更何況,就算他們現在去勸,對方也未必願意聽。
誰讓這年輕人的身份確實非同一般。
他的祖父,與高祖皇帝曾經是同窗,在歸順李唐後屢立戰功,而他的父親,現如今正是朝堂之中的左相!
作為許圉師的幼子,許自然打小就處境優渥,雖不能算是朝堂中一等一的出身,等閒人士也絕不敢招惹於他。
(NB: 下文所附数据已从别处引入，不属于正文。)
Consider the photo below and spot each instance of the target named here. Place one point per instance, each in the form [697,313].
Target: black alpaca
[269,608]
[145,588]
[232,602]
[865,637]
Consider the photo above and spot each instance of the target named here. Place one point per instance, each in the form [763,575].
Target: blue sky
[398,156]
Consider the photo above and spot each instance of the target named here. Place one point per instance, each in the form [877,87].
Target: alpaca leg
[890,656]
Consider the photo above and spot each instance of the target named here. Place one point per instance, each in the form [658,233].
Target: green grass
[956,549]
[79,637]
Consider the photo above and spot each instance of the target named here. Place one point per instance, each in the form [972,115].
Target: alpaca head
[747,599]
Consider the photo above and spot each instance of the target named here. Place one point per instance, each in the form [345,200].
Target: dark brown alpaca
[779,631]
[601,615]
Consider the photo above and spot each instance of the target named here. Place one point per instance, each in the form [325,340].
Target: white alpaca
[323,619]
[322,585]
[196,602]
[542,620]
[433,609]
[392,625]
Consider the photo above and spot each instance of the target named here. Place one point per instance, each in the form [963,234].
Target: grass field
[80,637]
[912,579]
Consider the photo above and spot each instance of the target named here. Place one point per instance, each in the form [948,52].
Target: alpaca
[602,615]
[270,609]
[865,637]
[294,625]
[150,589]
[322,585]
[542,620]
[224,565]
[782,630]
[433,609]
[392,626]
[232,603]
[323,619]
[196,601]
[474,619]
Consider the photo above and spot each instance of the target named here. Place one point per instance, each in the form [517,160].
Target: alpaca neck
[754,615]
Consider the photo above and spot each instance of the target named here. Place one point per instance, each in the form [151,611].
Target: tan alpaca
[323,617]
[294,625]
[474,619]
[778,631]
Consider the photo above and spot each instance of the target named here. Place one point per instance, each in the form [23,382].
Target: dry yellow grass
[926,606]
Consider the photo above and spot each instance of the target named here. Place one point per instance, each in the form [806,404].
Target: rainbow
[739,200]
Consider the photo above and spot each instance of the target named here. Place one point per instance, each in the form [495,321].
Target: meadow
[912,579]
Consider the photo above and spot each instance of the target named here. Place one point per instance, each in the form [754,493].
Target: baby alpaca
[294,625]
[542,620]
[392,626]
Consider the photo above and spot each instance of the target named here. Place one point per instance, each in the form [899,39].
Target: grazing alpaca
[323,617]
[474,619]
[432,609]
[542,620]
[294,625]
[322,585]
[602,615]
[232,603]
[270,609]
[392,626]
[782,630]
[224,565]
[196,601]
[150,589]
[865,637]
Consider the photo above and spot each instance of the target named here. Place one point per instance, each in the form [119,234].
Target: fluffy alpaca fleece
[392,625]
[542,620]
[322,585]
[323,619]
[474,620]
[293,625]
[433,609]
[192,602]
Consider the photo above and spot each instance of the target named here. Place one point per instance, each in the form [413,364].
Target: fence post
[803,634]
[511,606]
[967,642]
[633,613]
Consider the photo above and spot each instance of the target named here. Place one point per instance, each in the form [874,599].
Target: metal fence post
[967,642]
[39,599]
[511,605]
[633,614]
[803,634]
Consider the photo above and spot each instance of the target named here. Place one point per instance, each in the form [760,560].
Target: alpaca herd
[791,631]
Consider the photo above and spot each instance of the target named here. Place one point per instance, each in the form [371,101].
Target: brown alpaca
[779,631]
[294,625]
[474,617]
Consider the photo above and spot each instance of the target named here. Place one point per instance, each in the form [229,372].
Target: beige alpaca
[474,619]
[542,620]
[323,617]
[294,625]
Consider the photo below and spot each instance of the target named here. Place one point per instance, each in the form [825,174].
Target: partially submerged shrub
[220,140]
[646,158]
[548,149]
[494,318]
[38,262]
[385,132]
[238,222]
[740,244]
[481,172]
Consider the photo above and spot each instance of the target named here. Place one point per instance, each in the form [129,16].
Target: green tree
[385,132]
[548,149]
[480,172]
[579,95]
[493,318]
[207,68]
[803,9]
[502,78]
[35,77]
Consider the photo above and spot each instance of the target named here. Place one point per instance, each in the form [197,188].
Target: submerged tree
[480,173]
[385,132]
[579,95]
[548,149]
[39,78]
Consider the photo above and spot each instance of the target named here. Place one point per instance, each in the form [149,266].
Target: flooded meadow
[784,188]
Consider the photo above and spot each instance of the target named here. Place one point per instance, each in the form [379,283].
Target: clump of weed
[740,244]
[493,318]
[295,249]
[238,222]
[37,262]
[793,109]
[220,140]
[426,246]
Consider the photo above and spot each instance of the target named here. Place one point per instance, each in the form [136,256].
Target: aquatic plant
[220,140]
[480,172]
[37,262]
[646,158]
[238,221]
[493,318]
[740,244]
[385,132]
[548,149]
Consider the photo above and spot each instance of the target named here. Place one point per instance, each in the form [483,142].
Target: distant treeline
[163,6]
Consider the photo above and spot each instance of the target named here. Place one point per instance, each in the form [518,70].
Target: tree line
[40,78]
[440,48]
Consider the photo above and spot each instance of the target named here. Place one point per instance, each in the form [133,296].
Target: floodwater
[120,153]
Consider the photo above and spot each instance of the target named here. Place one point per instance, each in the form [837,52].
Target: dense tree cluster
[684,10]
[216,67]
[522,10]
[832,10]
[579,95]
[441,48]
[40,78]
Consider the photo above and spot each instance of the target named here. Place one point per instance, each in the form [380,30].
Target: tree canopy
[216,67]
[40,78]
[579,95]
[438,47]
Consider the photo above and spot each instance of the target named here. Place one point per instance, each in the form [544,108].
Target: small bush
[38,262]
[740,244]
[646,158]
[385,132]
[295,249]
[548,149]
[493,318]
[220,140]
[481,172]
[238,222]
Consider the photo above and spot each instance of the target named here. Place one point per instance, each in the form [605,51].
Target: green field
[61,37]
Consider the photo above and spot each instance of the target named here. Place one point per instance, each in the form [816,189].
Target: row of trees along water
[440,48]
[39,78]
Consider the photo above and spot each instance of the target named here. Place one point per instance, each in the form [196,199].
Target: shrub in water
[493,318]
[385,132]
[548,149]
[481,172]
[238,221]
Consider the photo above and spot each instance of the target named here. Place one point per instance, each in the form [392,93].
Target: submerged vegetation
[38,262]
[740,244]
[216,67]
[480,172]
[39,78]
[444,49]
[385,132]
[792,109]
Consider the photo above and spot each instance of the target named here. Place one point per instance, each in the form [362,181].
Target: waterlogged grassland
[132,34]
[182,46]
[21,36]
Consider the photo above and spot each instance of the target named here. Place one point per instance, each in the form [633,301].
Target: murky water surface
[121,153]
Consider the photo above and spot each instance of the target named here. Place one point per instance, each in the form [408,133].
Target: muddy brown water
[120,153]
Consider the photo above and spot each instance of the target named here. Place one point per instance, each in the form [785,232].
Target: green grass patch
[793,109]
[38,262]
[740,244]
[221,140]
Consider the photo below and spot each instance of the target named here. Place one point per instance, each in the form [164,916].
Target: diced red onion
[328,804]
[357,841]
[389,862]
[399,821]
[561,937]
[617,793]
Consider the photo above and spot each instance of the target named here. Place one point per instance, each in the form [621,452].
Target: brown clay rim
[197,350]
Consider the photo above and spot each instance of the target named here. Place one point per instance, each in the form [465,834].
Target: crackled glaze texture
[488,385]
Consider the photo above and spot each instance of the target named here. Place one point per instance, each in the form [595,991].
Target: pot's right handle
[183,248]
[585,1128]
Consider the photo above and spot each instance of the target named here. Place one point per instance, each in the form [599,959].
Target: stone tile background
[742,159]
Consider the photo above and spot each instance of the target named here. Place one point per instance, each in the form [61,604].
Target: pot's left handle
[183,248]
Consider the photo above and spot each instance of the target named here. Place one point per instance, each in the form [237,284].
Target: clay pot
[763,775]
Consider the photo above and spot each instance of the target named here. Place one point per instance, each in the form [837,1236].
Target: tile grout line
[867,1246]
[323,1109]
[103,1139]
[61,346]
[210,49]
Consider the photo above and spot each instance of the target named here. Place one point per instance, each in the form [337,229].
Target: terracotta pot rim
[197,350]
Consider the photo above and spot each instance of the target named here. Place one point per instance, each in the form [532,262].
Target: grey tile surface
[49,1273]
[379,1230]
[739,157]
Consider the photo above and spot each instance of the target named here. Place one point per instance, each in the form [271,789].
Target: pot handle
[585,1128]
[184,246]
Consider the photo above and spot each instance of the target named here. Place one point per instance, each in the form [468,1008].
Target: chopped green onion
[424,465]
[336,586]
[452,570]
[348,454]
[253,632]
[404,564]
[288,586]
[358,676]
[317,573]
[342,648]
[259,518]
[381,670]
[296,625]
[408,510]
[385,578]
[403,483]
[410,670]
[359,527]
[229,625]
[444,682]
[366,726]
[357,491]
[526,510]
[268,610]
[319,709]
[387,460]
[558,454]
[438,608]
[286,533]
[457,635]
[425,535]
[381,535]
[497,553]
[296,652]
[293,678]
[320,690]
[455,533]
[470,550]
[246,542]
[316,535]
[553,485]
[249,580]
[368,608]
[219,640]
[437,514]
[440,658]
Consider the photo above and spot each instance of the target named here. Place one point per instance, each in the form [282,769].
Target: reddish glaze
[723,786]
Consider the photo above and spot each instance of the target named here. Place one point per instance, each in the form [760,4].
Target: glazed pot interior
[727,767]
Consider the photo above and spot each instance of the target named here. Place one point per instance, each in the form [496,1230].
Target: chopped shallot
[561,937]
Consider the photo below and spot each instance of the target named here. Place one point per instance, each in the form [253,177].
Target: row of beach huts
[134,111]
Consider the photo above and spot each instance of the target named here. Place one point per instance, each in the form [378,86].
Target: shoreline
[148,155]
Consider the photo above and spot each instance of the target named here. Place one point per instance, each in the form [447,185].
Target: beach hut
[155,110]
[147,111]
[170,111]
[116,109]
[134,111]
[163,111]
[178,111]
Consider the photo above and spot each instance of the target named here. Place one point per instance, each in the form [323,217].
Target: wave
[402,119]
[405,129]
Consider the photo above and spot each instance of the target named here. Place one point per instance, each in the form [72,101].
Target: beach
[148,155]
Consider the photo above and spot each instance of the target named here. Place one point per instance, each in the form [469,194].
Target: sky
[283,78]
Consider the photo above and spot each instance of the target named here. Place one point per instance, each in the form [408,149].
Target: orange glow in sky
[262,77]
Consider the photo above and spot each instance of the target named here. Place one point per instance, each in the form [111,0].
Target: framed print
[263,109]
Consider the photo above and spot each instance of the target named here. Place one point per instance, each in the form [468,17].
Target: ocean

在老父的偏袒優待中,他更是養成了一派無所顧忌的性子。
哪怕在抄近路的時候他已經意識到了他踩踏的是別人的地方,他也並未勒馬止步,反正,就算是這田地的主人就出現在他的面前,他也最多就是給人一點補償罷了。
何況,人還不在此地呢。
於是當那就在附近巡視的田主繞過麥稈垛子、轉入這片田地的時候,看到的就是這橫衝直撞的身影。
他當即臉色一變。
「站住!」
田主疾跑兩步上前,一邊避讓開了許自然那策馬奔行的路線,一邊高聲喝道:「你給我停下!」
許自然非富即貴,在他這齣行陣仗中表現得淋漓盡致。
但這田主也沒帶一點膽怯地攔了上去。
損壞田苗乃是犯法,也是在損害他的利益,他哪顧得上管對方是什麼身份,只想著趕緊讓人停下。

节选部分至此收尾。